NPR Puts On Leftist Who Thinks the Pro-Life Side Shouldn't Get Any Entertainment TV Time

July 9th, 2022 8:09 AM

As part of its ongoing abortion advocacy badly disguised as journalism, Thursday’s Morning Edition devoted a segment to how Hollywood hasn’t been pro-abortion enough!

Anchor Rachel Martin spoke for more than seven minutes to Tanya Melendez, a doctoral fellow at the University of Illinois, who wrote an article for Vox.com last fall titled “How TV lied about abortion.” Naturally, there was no pro-life advocate anywhere in this lecture.

First up, Melendez was hopping mad at TV shows that allowed a two-sided debate. That's "just not reality." The example was...from the Eighties.
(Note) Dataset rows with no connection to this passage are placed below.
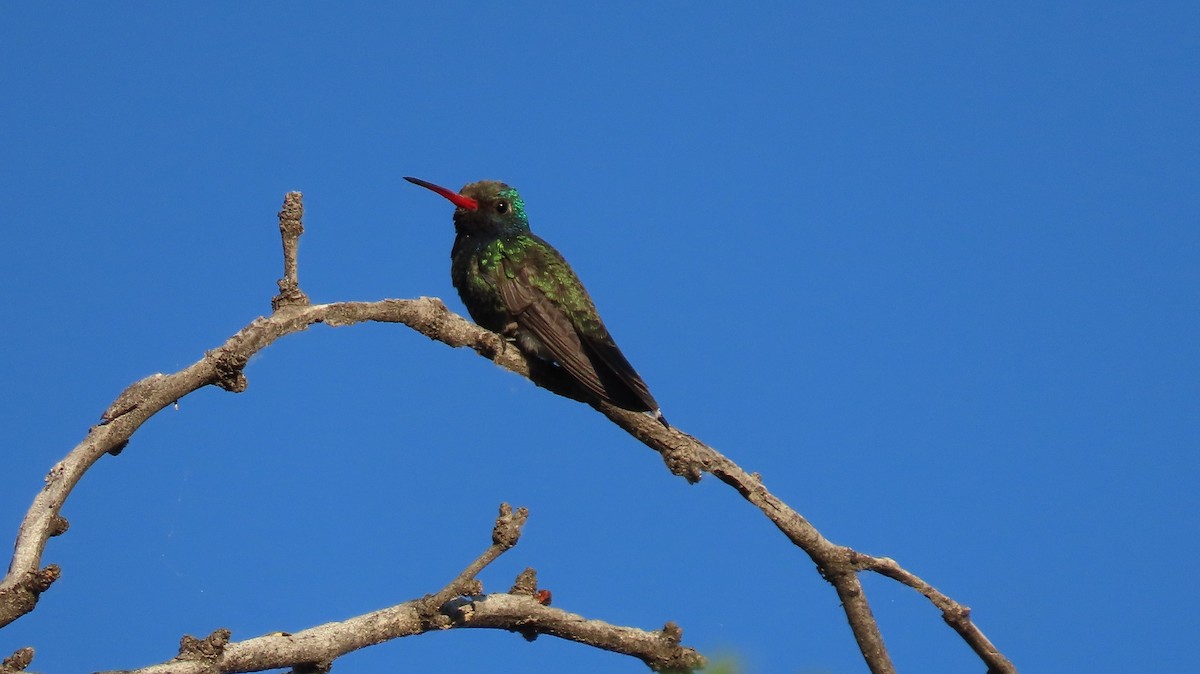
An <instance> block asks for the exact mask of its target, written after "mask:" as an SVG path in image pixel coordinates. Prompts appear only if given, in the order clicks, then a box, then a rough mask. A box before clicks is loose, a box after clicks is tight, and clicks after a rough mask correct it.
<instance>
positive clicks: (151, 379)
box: [0, 192, 1016, 674]
mask: <svg viewBox="0 0 1200 674" xmlns="http://www.w3.org/2000/svg"><path fill="white" fill-rule="evenodd" d="M300 213H302V206H301V204H300V195H299V193H294V192H293V193H289V194H288V197H287V200H286V201H284V207H283V210H282V211H281V213H280V229H281V233H282V236H283V248H284V278H282V279H281V281H280V295H278V296H276V297H275V299H274V301H272V306H274V308H275V312H274V313H272V314H271V315H270V317H266V318H258V319H256V320H254V321H252V323H251V324H250V325H247V326H246V327H244V329H242V330H240V331H239V332H238V333H236V335H234V336H233V337H230V338H229V339H228V341H227V342H226V343H224V344H222V345H221V347H217V348H216V349H214V350H211V351H209V353H208V354H205V355H204V357H203V359H200V360H199V361H197V362H196V363H193V365H191V366H188V367H187V368H185V369H182V371H180V372H176V373H174V374H155V375H152V377H149V378H146V379H143V380H142V381H138V383H136V384H133V385H132V386H130V387H128V389H127V390H126V391H125V392H124V393H121V396H120V397H118V399H116V402H114V403H113V405H112V407H110V408H109V409H108V410H107V411H106V413H104V415H103V417H102V422H101V423H100V425H97V426H95V427H92V428H91V429H90V431H89V433H88V437H86V438H84V440H83V443H80V444H79V445H78V446H77V447H76V449H74V450H72V451H71V453H68V455H67V457H66V458H65V459H62V461H61V462H59V464H56V465H55V467H54V468H53V469H52V470H50V474H49V475H48V476H47V483H46V487H44V488H43V489H42V492H41V493H40V494H38V495H37V498H36V499H35V501H34V505H32V507H31V508H30V511H29V513H28V514H26V517H25V520H24V522H23V523H22V525H20V530H19V532H18V536H17V546H16V550H14V554H13V561H12V566H11V567H10V571H8V574H7V576H6V577H5V578H4V580H2V582H0V626H2V625H5V624H7V622H11V621H12V620H16V619H17V618H18V616H20V615H23V614H24V613H28V612H29V610H32V608H34V606H35V603H36V601H37V596H38V595H40V594H41V592H42V591H43V590H46V588H47V586H49V584H50V583H52V582H53V580H54V579H55V578H56V577H58V568H56V567H55V566H53V565H50V566H47V567H41V566H40V565H41V559H42V553H43V550H44V547H46V542H47V541H48V540H49V537H50V536H54V535H58V534H61V532H62V531H65V530H66V520H65V519H62V517H61V512H60V511H61V507H62V504H64V501H65V500H66V498H67V495H68V494H70V493H71V489H72V488H73V487H74V485H76V483H77V482H78V481H79V479H80V477H82V476H83V474H84V473H85V471H86V470H88V468H90V467H91V465H92V464H94V463H95V462H96V461H98V459H100V457H102V456H104V455H106V453H116V452H119V451H120V450H121V449H122V447H124V446H125V444H126V443H128V439H130V437H131V435H132V434H133V432H134V431H137V429H138V427H140V425H142V423H143V422H145V420H146V419H149V417H150V416H152V415H154V414H155V413H157V411H158V410H161V409H162V408H163V407H166V405H168V404H170V403H172V402H174V401H178V399H179V398H181V397H182V396H186V395H187V393H190V392H192V391H196V390H197V389H200V387H203V386H208V385H216V386H221V387H223V389H226V390H229V391H235V392H236V391H242V390H245V387H246V378H245V375H244V373H242V369H244V368H245V366H246V363H247V362H248V361H250V357H251V356H253V355H254V354H257V353H258V351H259V350H262V349H264V348H266V347H268V345H270V344H271V343H272V342H275V341H276V339H278V338H280V337H282V336H284V335H289V333H293V332H299V331H302V330H305V329H307V327H308V326H311V325H313V324H316V323H325V324H328V325H335V326H340V325H353V324H356V323H362V321H379V323H402V324H404V325H407V326H409V327H412V329H413V330H415V331H418V332H420V333H421V335H425V336H426V337H428V338H431V339H434V341H438V342H442V343H444V344H448V345H450V347H455V348H458V347H468V348H470V349H473V350H474V351H475V353H478V354H479V355H481V356H484V357H486V359H488V360H491V361H492V362H494V363H497V365H499V366H500V367H503V368H505V369H509V371H511V372H514V373H516V374H520V375H522V377H526V378H529V379H530V380H532V381H534V384H536V385H539V386H542V387H545V389H547V390H550V391H553V392H556V393H558V395H562V396H566V397H570V398H574V399H584V397H582V396H581V395H580V392H578V391H577V390H576V389H575V387H574V386H572V385H571V383H570V381H568V380H565V378H557V377H554V373H553V372H552V371H550V372H546V368H538V369H536V371H535V372H533V373H532V372H530V367H529V363H528V362H527V361H526V359H524V356H523V355H522V354H521V353H520V351H518V350H517V349H515V348H509V347H508V344H506V342H505V341H504V339H503V338H502V337H500V336H498V335H496V333H493V332H490V331H487V330H484V329H481V327H479V326H476V325H474V324H473V323H470V321H468V320H466V319H464V318H462V317H460V315H457V314H455V313H452V312H450V311H449V309H448V308H446V307H445V305H444V303H443V302H442V301H440V300H438V299H433V297H420V299H416V300H383V301H378V302H337V303H330V305H310V303H308V301H307V297H306V296H305V295H304V293H302V291H300V288H299V282H298V281H296V269H298V265H296V259H295V255H296V247H298V240H299V235H300V233H301V231H302V224H301V223H300ZM588 404H590V405H592V407H594V408H595V409H596V410H599V411H600V413H601V414H604V415H605V416H607V417H608V419H610V420H612V421H613V422H614V423H616V425H618V426H619V427H622V428H624V429H625V431H626V432H629V433H630V434H631V435H634V437H635V438H637V439H638V440H641V441H642V443H643V444H646V445H647V446H648V447H650V449H652V450H654V451H656V452H659V455H660V456H661V457H662V459H664V462H665V463H666V465H667V468H668V470H671V473H673V474H676V475H679V476H682V477H684V479H685V480H688V481H689V482H696V481H698V480H700V479H701V477H702V476H703V475H704V474H706V473H707V474H710V475H714V476H715V477H716V479H718V480H720V481H721V482H725V483H726V485H728V486H731V487H733V488H734V489H736V491H737V492H738V493H739V494H742V497H743V498H744V499H746V500H748V501H749V503H751V504H752V505H754V506H755V507H757V508H758V510H760V511H762V513H763V514H764V516H766V517H767V518H768V519H770V522H773V523H774V524H775V526H776V528H778V529H779V530H780V531H781V532H782V534H784V535H785V536H786V537H787V538H788V540H790V541H791V542H792V543H793V544H796V546H797V547H799V548H800V549H803V550H804V552H805V553H806V554H808V555H809V556H810V558H811V559H812V561H814V562H815V564H816V566H817V568H818V571H820V572H821V573H822V576H823V577H824V578H826V579H827V580H828V582H829V583H830V584H833V585H834V589H835V590H836V592H838V596H839V598H840V600H841V603H842V607H844V610H845V613H846V618H847V621H848V622H850V625H851V630H852V631H853V633H854V638H856V640H857V642H858V644H859V649H860V650H862V652H863V657H864V660H865V661H866V663H868V666H869V667H870V669H871V672H872V673H875V674H886V673H893V672H894V670H895V669H894V667H893V664H892V661H890V658H889V656H888V651H887V648H886V646H884V643H883V638H882V634H881V633H880V630H878V625H877V624H876V621H875V618H874V616H872V614H871V609H870V604H869V603H868V600H866V595H865V592H864V590H863V586H862V583H860V582H859V576H858V574H859V573H860V572H863V571H871V572H875V573H880V574H882V576H886V577H888V578H892V579H894V580H898V582H900V583H902V584H905V585H907V586H910V588H913V589H914V590H917V591H919V592H920V594H922V595H924V596H925V597H928V598H929V600H930V602H931V603H932V604H934V606H935V607H936V608H937V609H938V610H941V612H942V618H943V619H944V620H946V622H947V624H948V625H949V626H950V627H952V628H953V630H955V632H958V633H959V634H960V636H961V637H962V639H964V640H965V642H966V643H967V644H968V645H970V646H971V648H972V649H973V650H974V652H976V654H978V656H979V658H980V660H982V661H983V662H984V663H985V664H986V667H988V670H989V672H990V673H997V674H998V673H1014V672H1016V669H1015V667H1014V666H1013V664H1012V662H1009V661H1008V658H1006V657H1004V656H1003V655H1002V654H1001V652H1000V651H998V650H997V649H996V648H995V645H992V644H991V642H990V640H989V639H988V638H986V637H985V636H984V634H983V632H982V631H980V630H979V628H978V626H976V624H974V622H973V621H972V620H971V618H970V613H971V612H970V609H968V608H967V607H965V606H962V604H960V603H958V602H955V601H953V600H950V598H949V597H947V596H946V595H943V594H942V592H940V591H937V590H936V589H935V588H934V586H932V585H930V584H928V583H925V582H924V580H922V579H920V578H918V577H917V576H914V574H912V573H910V572H907V571H905V570H904V568H902V567H901V566H900V565H899V564H896V562H895V561H894V560H892V559H888V558H876V556H870V555H866V554H863V553H859V552H857V550H853V549H851V548H848V547H845V546H839V544H835V543H833V542H830V541H828V540H827V538H826V537H824V536H822V535H821V532H820V531H817V529H816V528H815V526H814V525H812V524H811V523H810V522H809V520H808V519H805V518H804V517H803V516H800V514H799V513H798V512H796V511H794V510H793V508H791V507H790V506H788V505H787V504H785V503H782V501H781V500H780V499H779V498H778V497H775V495H774V494H772V493H770V492H769V491H768V489H767V487H766V486H764V483H763V481H762V479H761V477H760V476H758V475H757V474H748V473H746V471H745V470H743V469H742V468H740V467H738V465H737V464H736V463H733V462H732V461H730V459H728V458H727V457H725V456H724V455H721V453H720V452H718V451H716V450H714V449H713V447H710V446H708V445H706V444H703V443H701V441H700V440H697V439H696V438H694V437H691V435H688V434H686V433H683V432H682V431H679V429H677V428H665V427H664V426H662V425H660V423H658V422H656V421H654V420H653V419H650V417H649V416H646V415H642V414H637V413H631V411H626V410H623V409H619V408H616V407H612V405H608V404H606V403H602V402H594V401H589V402H588ZM505 601H506V600H505ZM491 606H492V607H499V606H500V604H499V603H496V604H491ZM497 610H499V609H497ZM547 610H550V609H547ZM473 615H474V618H473V620H472V621H473V622H475V626H478V625H481V622H479V620H480V615H490V614H488V613H487V612H480V610H479V607H478V606H476V607H475V610H474V613H473ZM547 620H548V618H547ZM548 624H550V622H547V625H548ZM545 633H553V632H545ZM595 645H600V646H601V648H604V646H602V645H601V644H595ZM227 648H228V646H227ZM631 655H636V654H631ZM638 657H641V656H638Z"/></svg>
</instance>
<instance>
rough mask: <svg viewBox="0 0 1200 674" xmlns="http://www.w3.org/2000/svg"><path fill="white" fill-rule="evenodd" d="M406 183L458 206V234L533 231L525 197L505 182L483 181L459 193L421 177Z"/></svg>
mask: <svg viewBox="0 0 1200 674" xmlns="http://www.w3.org/2000/svg"><path fill="white" fill-rule="evenodd" d="M404 180H407V181H409V182H412V183H413V185H420V186H421V187H425V188H427V189H432V191H433V192H437V193H438V194H442V195H443V197H445V198H446V199H449V200H450V203H452V204H454V205H455V206H457V207H456V209H455V211H454V225H455V229H456V230H457V231H458V234H466V235H468V236H469V235H493V236H503V235H506V234H521V233H527V231H529V218H528V217H527V216H526V212H524V201H522V200H521V194H518V193H517V191H516V189H515V188H512V187H509V186H508V185H504V183H503V182H497V181H494V180H480V181H479V182H472V183H470V185H467V186H463V188H462V189H460V191H458V192H457V193H455V192H451V191H449V189H446V188H445V187H440V186H438V185H433V183H432V182H426V181H424V180H421V179H419V177H407V176H406V177H404Z"/></svg>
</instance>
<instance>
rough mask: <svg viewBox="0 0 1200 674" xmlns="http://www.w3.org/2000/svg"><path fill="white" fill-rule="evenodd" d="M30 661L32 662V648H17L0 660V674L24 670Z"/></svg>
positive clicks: (33, 649)
mask: <svg viewBox="0 0 1200 674" xmlns="http://www.w3.org/2000/svg"><path fill="white" fill-rule="evenodd" d="M31 662H34V649H32V648H30V646H25V648H23V649H18V650H16V651H14V652H13V654H12V655H10V656H8V657H6V658H4V662H0V674H14V673H17V672H24V670H25V668H26V667H29V664H30V663H31Z"/></svg>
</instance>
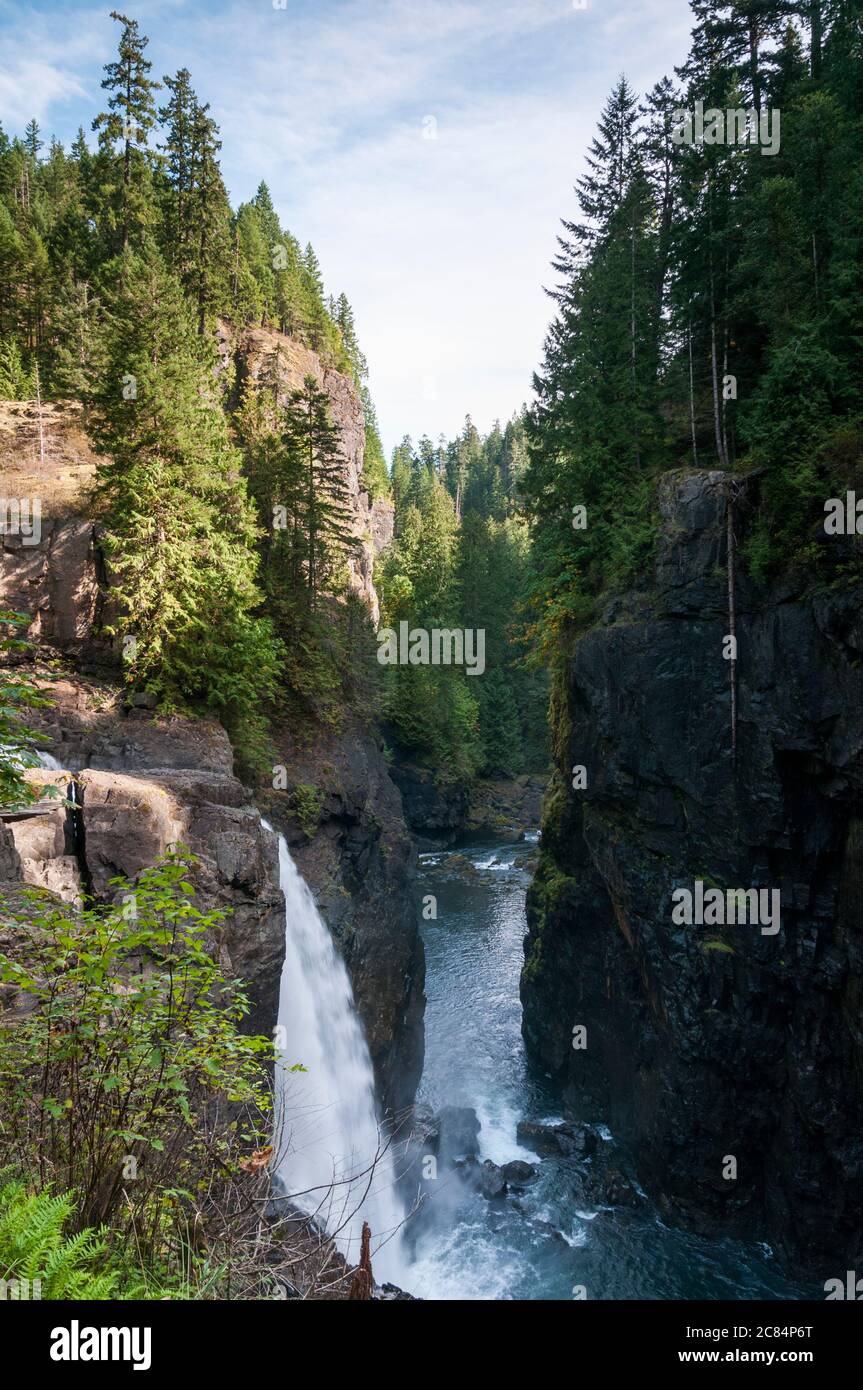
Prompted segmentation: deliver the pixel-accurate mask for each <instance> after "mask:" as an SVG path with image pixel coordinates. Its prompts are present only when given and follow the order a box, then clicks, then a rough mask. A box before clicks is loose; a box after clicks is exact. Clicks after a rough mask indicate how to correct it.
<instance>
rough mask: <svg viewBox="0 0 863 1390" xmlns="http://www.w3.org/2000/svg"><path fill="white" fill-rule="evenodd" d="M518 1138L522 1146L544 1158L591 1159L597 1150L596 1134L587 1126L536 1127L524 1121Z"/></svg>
mask: <svg viewBox="0 0 863 1390" xmlns="http://www.w3.org/2000/svg"><path fill="white" fill-rule="evenodd" d="M517 1136H518V1143H520V1144H525V1145H527V1147H528V1148H532V1150H535V1151H536V1152H538V1154H539V1155H542V1156H543V1158H559V1156H561V1155H563V1158H589V1156H591V1154H593V1152H595V1150H596V1134H595V1133H593V1130H592V1129H589V1126H586V1125H580V1126H575V1125H535V1123H532V1122H531V1120H523V1122H521V1123H520V1125H518V1127H517Z"/></svg>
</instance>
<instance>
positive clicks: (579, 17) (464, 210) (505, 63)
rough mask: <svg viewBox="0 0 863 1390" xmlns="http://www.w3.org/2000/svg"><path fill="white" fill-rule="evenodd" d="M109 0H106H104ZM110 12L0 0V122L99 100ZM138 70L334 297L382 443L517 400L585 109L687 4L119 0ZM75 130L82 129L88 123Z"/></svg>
mask: <svg viewBox="0 0 863 1390" xmlns="http://www.w3.org/2000/svg"><path fill="white" fill-rule="evenodd" d="M114 3H117V0H114ZM110 8H111V6H110V4H107V3H106V4H104V6H93V4H76V3H75V0H64V3H63V4H60V3H57V0H44V3H40V4H29V6H28V4H8V3H7V0H0V51H1V53H3V64H1V70H0V121H1V122H3V126H4V129H6V131H7V133H10V135H11V133H22V132H24V126H25V124H26V121H28V120H29V118H31V117H33V115H35V117H36V120H38V121H39V124H40V125H42V128H43V136H44V138H47V136H50V135H56V136H57V138H58V139H61V140H63V142H64V143H69V142H71V140H72V139H74V136H75V133H76V129H78V126H79V125H83V126H85V131H88V132H89V128H90V121H92V118H93V115H94V114H96V111H99V110H101V106H103V93H101V90H100V81H101V65H103V64H104V63H107V61H110V60H111V58H113V57H114V50H115V44H117V38H118V33H120V26H118V25H117V24H114V22H111V19H110V18H108V11H110ZM122 8H124V13H128V14H131V17H132V18H136V19H138V21H139V24H140V28H142V31H143V32H145V33H146V35H149V38H150V46H149V49H147V57H149V58H150V60H151V61H153V72H151V76H157V78H160V76H161V75H163V74H172V72H175V71H176V70H178V68H181V67H188V68H189V70H190V72H192V78H193V85H195V88H196V90H197V93H199V96H200V99H202V100H206V101H210V104H211V110H213V114H214V117H215V120H217V121H218V124H220V125H221V138H222V172H224V175H225V182H227V185H228V189H229V192H231V197H232V202H233V204H235V206H236V204H238V203H239V202H242V200H246V199H249V197H252V196H253V195H254V190H256V188H257V185H258V183H260V181H261V179H264V181H265V182H267V183H268V185H270V190H271V195H272V200H274V204H275V207H277V211H278V213H279V217H281V220H282V224H283V225H285V227H288V228H289V229H290V232H292V234H293V235H295V236H296V238H297V239H299V240H300V242H302V243H303V245H304V243H306V242H309V240H310V242H311V243H313V245H314V247H315V252H317V253H318V259H320V261H321V268H322V272H324V279H325V285H327V292H328V293H335V295H338V293H340V292H342V291H343V292H345V293H346V295H347V297H349V299H350V302H352V304H353V307H354V314H356V320H357V328H359V335H360V343H361V346H363V350H364V352H365V356H367V357H368V363H370V370H371V374H370V386H371V392H372V398H374V400H375V404H377V409H378V416H379V421H381V432H382V436H384V445H385V449H386V452H388V453H389V452H391V450H392V448H393V446H395V445H396V443H397V442H399V441H400V439H402V438H403V435H406V434H410V435H411V436H413V438H414V441H416V439H418V438H420V436H421V435H422V434H428V435H429V436H431V438H432V439H436V438H438V435H441V434H443V435H446V436H447V438H450V436H453V435H456V434H457V432H459V430H460V428H461V425H463V424H464V417H466V416H467V414H470V416H471V417H472V420H474V423H475V424H477V427H478V428H479V430H481V431H482V432H485V431H488V430H489V428H491V425H492V424H493V421H495V420H496V418H499V420H503V421H506V420H507V418H509V417H510V416H511V414H513V411H516V410H517V409H520V406H521V404H523V402H525V400H529V398H531V379H532V373H534V371H535V370H536V367H538V366H539V363H541V357H542V342H543V338H545V332H546V328H548V324H549V321H550V318H552V313H553V304H552V302H550V300H549V299H548V296H546V293H545V291H543V286H546V285H550V284H553V279H554V277H553V272H552V270H550V261H552V259H553V256H554V250H556V235H557V232H559V229H560V227H559V224H560V218H561V217H574V215H575V211H577V207H575V196H574V192H573V185H574V182H575V179H577V178H578V177H580V174H581V172H582V171H584V154H585V152H586V149H588V146H589V143H591V139H592V138H593V131H595V125H596V118H598V115H599V113H600V110H602V106H603V101H605V99H606V96H607V93H609V90H610V88H611V86H613V83H614V82H616V79H617V78H618V75H620V74H621V72H625V75H627V78H628V81H630V83H631V85H632V86H634V88H635V90H636V92H639V93H642V92H645V90H646V89H649V88H650V86H652V85H653V83H655V82H656V81H657V79H659V78H660V76H663V75H664V74H666V72H668V74H670V72H671V70H673V67H674V65H675V64H680V63H682V60H684V57H685V53H687V49H688V42H689V31H691V14H689V7H688V0H236V3H229V0H206V3H202V0H124V6H122ZM89 139H90V142H93V140H94V136H89Z"/></svg>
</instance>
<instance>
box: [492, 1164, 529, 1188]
mask: <svg viewBox="0 0 863 1390" xmlns="http://www.w3.org/2000/svg"><path fill="white" fill-rule="evenodd" d="M500 1172H502V1173H503V1176H504V1179H506V1186H507V1187H516V1188H518V1187H529V1184H531V1183H535V1181H536V1177H538V1172H536V1168H535V1166H534V1163H525V1162H524V1161H523V1159H521V1158H516V1159H513V1162H511V1163H504V1165H503V1168H502V1169H500Z"/></svg>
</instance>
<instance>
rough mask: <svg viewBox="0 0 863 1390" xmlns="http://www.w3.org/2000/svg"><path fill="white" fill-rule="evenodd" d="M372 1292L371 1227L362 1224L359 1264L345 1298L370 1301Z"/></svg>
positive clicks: (372, 1282)
mask: <svg viewBox="0 0 863 1390" xmlns="http://www.w3.org/2000/svg"><path fill="white" fill-rule="evenodd" d="M372 1290H374V1276H372V1273H371V1227H370V1225H368V1222H367V1220H364V1222H363V1245H361V1248H360V1264H359V1265H357V1269H356V1273H354V1276H353V1280H352V1284H350V1290H349V1294H347V1297H349V1298H350V1300H363V1301H365V1302H370V1301H371V1294H372Z"/></svg>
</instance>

MELENDEZ: There is the both sides plot where an abortion is considered by a main character, and then "both sides," quote-unquote, are shown through all of the other characters. So the very famous Cagney & Lacey 1985 episode "The Clinic," for example -- Cagney and Lacey, investigating a clinic bombing, essentially go from character to character and get an opinion on abortion....And by the end of the episode, there are three characters who are pro-abortion and three characters who are anti-abortion.

MARTIN: How convenient.

MELENDEZ: And it's a very - yes, it's a very balanced issue.

MARTIN: So easy.

MELENDEZ: Exactly.

MARTIN: Right.

MELENDEZ: And unfortunately, what that does is tell you that the people seeking to oppress the rights of women are equal to the rights of a woman seeking an abortion. And that is just not reality.

It’s fascinating that she’s still complaining about a 37-year-old TV plot on a feminist detective show. It's like complaining about lyrics by Dexy's Midnight Runners. The latest example she provided of a “both-sides’ plot for Vox was in 1996. Couldn’t NPR acknowledge this? They didn’t. 

Earth to NPR and the rest of the liberals: Spare us the lectures about how you're "saving democracy" when you hate debates. People who want to "oppress the rights of women" should shut up and be banished from polite society, even in fictional television. They call it a "dangerous false equivalency."

Melendez said making really effective leftist propaganda was imperative for shaping the America we deserve: 

MELENDEZ: The power of television is that it is a meaning-making medium, and it is the most powerful one we have in our culture. For the past 60 years, television shapes what we think about every major social issue, because when we absorb a narrative and they are characters that we are invested in and they are plots that we follow over years, in some cases, those stories give us a viewpoint of the world, and they reinforce what is normal, what is acceptable, what is moral or amoral, what is good or bad. And it gives us scripts that we then play out in the way we talk about these social issues.

Martin lamented "there will be those TV executives who push back and say, that's not what we're supposed to do. We provide an escape. We are not, you know, going to get our fingers into social issues. It's not our job."

Melendez insisted "you cannot tell stories about women within a certain age in modern America without talking about reproductive choice at some point or another," and Martin "corrected" her with "all the people who can get pregnant."